Holographic de Sitter Geometry from Entanglement in Conformal Field Theory

TL;DR

This paper reveals that small entanglement perturbations in conformal field theories can be described by a Klein-Gordon equation in an emergent de Sitter space, linking entanglement structure to holographic geometry.

Contribution

It introduces a novel holographic framework where entanglement perturbations in CFTs correspond to scalar fields in an auxiliary de Sitter space, extending to theories with conserved charges.

Findings

Entanglement perturbations satisfy a Klein-Gordon equation in de Sitter space.

Emergent de Sitter geometry encodes entanglement structure in CFTs.

Additional conserved charges lead to multiple scalar fields in the de Sitter space.

Abstract

We demonstrate that for general conformal field theories (CFTs), the entanglement for small perturbations of the vacuum is organized in a novel holographic way.
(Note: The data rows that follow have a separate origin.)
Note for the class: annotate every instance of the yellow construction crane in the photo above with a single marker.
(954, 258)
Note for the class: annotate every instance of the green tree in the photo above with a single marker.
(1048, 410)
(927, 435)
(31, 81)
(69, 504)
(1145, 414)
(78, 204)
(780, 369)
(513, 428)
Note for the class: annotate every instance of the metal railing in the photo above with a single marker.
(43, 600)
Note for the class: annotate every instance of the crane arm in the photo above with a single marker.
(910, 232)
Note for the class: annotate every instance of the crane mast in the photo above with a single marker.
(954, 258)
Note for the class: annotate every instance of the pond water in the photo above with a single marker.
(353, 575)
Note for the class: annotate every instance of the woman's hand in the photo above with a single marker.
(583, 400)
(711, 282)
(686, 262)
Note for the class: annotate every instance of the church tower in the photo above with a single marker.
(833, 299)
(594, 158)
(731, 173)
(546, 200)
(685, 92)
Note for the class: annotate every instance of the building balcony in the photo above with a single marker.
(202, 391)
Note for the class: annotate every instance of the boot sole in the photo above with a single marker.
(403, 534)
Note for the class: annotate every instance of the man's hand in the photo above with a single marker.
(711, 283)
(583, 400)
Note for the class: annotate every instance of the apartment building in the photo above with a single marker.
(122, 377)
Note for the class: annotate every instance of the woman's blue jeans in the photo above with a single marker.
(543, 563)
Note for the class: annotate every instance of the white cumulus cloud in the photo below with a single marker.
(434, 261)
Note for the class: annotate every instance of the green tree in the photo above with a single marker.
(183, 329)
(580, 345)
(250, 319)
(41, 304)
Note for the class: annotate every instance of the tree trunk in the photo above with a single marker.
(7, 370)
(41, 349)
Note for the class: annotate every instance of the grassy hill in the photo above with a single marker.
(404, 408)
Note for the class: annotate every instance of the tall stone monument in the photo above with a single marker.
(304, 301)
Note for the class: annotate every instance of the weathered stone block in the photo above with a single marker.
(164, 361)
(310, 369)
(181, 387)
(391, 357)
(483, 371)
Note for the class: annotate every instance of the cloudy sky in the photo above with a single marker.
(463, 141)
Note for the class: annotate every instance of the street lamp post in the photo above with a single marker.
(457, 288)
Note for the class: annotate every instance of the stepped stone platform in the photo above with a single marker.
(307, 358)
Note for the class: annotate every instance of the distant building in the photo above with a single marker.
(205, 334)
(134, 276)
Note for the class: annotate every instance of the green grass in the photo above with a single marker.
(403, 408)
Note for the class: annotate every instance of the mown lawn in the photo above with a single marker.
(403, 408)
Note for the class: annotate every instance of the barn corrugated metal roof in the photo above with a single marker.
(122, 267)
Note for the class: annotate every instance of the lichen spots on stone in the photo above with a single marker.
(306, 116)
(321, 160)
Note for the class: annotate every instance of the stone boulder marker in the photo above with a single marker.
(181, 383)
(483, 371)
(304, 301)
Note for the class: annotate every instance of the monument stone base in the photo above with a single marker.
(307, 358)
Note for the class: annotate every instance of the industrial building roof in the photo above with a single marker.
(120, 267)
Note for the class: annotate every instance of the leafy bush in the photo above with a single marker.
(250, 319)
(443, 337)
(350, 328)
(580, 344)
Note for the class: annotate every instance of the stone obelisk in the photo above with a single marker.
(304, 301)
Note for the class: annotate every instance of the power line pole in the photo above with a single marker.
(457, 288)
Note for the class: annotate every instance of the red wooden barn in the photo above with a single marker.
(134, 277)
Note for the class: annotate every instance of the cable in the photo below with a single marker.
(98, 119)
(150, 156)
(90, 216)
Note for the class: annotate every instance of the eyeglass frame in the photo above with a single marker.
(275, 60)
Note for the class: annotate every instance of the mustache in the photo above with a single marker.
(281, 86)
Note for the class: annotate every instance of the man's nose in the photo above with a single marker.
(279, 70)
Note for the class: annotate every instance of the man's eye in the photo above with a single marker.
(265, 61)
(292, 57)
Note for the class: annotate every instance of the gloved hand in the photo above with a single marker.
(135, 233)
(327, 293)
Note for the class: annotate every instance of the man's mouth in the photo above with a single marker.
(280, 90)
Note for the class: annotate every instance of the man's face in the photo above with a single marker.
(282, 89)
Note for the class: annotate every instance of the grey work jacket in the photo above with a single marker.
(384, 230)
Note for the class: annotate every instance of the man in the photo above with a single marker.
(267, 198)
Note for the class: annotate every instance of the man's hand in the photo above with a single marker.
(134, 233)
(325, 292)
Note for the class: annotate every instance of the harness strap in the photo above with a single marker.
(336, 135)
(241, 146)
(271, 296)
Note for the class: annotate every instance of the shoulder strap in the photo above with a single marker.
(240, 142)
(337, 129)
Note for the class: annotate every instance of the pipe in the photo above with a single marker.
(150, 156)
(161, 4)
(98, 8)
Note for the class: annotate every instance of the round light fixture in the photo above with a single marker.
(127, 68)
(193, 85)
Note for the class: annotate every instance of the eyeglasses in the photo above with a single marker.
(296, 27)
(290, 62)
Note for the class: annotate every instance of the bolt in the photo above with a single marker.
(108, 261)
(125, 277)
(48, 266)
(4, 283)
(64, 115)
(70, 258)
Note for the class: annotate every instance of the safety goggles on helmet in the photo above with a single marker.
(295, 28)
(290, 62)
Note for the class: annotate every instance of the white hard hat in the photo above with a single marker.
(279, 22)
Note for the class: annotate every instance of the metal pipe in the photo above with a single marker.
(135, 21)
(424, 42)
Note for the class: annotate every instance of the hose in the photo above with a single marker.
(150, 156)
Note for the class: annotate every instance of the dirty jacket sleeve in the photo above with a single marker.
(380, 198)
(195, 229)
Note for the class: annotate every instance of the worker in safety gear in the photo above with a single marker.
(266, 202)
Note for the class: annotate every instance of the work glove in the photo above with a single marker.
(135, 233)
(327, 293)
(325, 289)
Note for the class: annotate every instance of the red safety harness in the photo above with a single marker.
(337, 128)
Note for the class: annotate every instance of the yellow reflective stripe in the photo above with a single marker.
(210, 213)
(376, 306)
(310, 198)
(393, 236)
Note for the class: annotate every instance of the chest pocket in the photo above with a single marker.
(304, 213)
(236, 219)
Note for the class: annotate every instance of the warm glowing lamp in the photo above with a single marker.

For spherical entangling regions in a constant time slice, perturbations in the entanglement entropy are solutions of a Klein-Gordon equation in an auxiliary de Sitter (dS) spacetime. The role of the emergent time-like direction in dS is played by the size of the entangling sphere. For CFTs with extra conserved charges, e.g., higher spin charges, we show that each charge gives rise to a separate dynamical scalar field in dS.